St Helens came into the game as 11/1 on favourites but only edged ahead on 66 minutes through Francis Meli's try before a late Leon Pryce score settled an absorbing contest played in baking temperatures.
Hull came up with too many errors in the first half and were fortunate to only trail 10-0 at the interval.
Australian stand-off Matt Gidley put Saints ahead after just six minutes after a typically neat handling move.
On 18 minutes Hull should have levelled only for Lee Byrne to knock on as he reached for the try-line and Saints counter-attacked in deadly style.
Orchestrated
The break was orchestrated by Sean Long and Leon Pryce before Meli raced in from distance.
Both sides had chances before the break, only for Graham Horne to be stopped just short of the line, Willie Talau to be denied by a forward pass call and Meli to be penalised by the video ref for a double movement in the act of scoring.
Saints started the second half in similar dominating fashion and looked set to cross again inside three minutes.
But skipper Keiron Cunningham's looping pass was read and intercepted by Kirk Yeaman, who outsprinted Pryce in an 80 metre foot race.
The tide looked to heading against the holders when a Long try was disallowed for obstruction and Paul Wellens was adjudged to have knocked on deep in his own half.

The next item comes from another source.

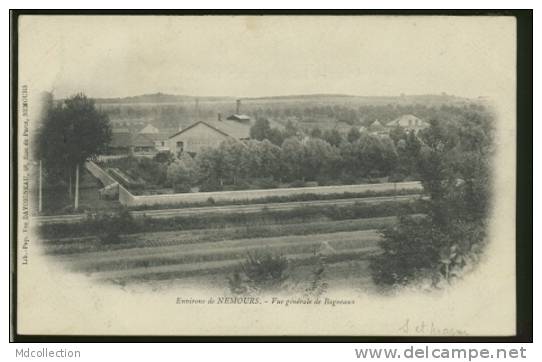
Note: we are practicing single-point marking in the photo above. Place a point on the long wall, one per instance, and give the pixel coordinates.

From the resulting scrum the ball was spread wide and Yeaman scored in the corner, Danny Tickle adding the extras from the touchline for the lead.
Resilient
Hull could scent an upset but Saints are nothing if not resilient.
Helped by Gareth Carvell's offside, they quickly hit back, Pryce putting Meli in at the corner.
Wilkin's charge down and score looked to have settled it before Hull roared back through Gareth Raynor in the corner with seven minutes left.
That set up a grandstand finish for the 82,000 Wembley crowd but as usual it was the Saints fans doing the celebrating.
Tickle knocked on from the kick-off and with the defence expecting a drop goal attempt from Long, Pryce brushed off tackles to score the decisive try.